Les propos rapportés ne sont pas tous inédits mais ce travail insiste avec justesse sur l’importance de la psychanalyse de Louise Bourgeois.
Ce “moment” essentiel (d’une quinzaine d’années…) lui a permis d’entrer véritablement dans la création débridée en venant à bout des tabous qui l’entravaient. Elle va transformer sa vision du sexuel.

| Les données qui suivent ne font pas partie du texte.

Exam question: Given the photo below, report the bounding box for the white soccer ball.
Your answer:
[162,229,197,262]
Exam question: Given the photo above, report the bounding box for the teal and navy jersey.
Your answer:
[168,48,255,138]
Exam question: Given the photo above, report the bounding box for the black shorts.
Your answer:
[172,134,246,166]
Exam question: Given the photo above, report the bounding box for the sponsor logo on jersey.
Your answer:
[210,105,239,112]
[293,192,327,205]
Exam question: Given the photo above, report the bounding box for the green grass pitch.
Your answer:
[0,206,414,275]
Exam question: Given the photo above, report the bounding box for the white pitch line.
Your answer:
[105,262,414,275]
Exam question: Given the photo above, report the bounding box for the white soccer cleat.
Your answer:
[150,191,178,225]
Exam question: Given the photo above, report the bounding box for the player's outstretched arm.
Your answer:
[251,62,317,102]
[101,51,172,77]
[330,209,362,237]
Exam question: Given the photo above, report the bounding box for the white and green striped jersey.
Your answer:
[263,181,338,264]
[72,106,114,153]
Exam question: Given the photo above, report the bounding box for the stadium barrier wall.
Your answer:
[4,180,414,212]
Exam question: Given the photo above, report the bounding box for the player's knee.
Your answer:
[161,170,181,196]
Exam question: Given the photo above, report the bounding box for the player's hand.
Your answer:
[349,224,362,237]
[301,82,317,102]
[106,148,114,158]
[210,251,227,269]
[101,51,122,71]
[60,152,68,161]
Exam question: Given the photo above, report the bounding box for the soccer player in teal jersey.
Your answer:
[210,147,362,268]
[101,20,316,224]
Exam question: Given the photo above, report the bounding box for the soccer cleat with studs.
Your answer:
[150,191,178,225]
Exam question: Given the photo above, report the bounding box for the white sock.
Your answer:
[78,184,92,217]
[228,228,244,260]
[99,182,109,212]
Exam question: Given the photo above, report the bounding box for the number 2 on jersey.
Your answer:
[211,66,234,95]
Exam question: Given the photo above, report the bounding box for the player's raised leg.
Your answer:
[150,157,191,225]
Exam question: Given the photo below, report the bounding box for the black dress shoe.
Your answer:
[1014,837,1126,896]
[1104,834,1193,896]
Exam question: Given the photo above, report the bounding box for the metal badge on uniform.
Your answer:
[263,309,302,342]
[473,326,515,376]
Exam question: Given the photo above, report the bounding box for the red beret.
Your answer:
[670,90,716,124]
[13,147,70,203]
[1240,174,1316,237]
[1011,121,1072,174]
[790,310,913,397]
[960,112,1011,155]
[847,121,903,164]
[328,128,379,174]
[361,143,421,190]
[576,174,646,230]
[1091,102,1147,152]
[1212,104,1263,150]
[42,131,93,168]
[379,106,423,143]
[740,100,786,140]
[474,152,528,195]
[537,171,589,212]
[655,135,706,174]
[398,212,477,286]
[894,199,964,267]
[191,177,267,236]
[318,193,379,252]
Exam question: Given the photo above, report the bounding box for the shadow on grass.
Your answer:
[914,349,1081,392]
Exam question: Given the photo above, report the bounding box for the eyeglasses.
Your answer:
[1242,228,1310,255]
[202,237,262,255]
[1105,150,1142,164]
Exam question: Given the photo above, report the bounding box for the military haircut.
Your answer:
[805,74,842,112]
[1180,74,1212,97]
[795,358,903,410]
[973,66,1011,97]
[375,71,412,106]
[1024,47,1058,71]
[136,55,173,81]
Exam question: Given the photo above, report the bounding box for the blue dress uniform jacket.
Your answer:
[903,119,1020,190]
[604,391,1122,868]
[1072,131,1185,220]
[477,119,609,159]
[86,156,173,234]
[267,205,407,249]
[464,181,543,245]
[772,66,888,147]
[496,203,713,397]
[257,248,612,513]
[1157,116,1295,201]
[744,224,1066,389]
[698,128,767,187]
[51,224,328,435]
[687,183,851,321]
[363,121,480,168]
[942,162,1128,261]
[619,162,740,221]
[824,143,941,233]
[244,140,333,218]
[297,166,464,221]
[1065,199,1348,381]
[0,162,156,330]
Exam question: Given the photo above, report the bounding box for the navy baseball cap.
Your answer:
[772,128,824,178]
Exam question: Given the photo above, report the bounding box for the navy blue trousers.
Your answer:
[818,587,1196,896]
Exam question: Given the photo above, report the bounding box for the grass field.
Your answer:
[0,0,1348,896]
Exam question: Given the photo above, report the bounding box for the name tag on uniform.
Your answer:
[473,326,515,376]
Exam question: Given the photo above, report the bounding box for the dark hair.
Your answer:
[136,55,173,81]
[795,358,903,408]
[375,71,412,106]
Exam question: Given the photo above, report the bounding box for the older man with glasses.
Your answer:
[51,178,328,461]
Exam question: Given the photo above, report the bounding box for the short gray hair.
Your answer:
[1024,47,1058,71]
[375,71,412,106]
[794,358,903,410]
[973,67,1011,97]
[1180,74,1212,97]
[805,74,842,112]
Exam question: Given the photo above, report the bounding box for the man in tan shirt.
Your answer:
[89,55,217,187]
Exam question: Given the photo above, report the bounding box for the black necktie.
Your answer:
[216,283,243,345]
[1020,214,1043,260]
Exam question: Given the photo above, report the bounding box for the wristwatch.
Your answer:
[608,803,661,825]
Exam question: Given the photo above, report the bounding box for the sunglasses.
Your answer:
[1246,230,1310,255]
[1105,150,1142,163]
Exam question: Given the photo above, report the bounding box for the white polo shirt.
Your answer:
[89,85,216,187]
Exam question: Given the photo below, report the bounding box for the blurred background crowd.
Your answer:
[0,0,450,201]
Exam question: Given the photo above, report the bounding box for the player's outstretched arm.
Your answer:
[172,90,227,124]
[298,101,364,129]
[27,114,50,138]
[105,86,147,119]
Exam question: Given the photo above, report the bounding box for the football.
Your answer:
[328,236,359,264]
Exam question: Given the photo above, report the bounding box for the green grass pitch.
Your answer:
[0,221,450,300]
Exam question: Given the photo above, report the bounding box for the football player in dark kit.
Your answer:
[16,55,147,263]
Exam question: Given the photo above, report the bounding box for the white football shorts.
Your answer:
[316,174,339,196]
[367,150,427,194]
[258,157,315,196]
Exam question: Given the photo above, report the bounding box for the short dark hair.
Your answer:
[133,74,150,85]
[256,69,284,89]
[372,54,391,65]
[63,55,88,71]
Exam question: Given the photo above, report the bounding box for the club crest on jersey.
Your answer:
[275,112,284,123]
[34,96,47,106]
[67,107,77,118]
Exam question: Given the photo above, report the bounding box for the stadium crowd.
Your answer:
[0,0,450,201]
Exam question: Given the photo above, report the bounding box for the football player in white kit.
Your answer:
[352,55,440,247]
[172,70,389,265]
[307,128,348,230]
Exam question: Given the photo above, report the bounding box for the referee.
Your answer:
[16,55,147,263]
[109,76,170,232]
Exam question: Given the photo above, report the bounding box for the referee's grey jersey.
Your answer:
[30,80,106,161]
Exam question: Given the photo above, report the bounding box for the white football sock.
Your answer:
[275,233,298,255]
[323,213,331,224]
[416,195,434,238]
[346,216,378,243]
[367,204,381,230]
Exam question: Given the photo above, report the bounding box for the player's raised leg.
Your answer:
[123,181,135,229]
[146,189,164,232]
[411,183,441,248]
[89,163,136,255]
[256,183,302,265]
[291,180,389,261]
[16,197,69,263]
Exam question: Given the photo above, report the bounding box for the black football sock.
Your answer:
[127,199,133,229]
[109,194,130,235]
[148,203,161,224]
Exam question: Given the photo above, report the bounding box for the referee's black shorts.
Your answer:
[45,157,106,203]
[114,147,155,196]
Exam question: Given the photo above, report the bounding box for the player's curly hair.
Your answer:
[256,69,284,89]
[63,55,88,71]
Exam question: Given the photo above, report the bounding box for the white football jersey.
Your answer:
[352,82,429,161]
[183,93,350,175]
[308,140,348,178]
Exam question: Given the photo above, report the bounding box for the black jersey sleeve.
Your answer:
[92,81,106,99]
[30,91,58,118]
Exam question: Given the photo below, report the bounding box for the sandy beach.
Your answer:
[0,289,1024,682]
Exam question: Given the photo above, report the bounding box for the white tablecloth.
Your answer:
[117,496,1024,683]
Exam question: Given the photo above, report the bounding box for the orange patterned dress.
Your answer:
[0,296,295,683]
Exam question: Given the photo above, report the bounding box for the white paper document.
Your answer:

Et lui permet aussi de renoncer à la boutique qu’elle avait ouverte à Greenwich Village pour vendre livres et gravures.
Celle qui joue dès lors avec ses monstres et les livre avec une force impressionnante va néanmoins (et sans leur tourner le dos) retrouver dans les années 1990 la ferveur religieuse qu’elle avait épousée dès son enfance jusqu’à se faire baptiser à 22 ans comme pour clore un destin.
Ce qui reste le plus important mais pas assez développé ici, c’est la manière de montrer comment une personne aussi angoissée et dépressive que Louise Bourgeois est parvenue à créer une oeuvre aussi spectaculaire, perturbante et novatrice là où la sexualité demeure une constante aussi réaliste que symbolique.
Face à une telle “femme-couteau”, le livre manque cependant de caractère émancipateur et de tranchant.
jean-paul gavard-perret
Marie-Laure Bernadac, Louise Bourgeois, Femme-couteau, Flammarion, Paris, 2019, 528 p. — 32,00 €.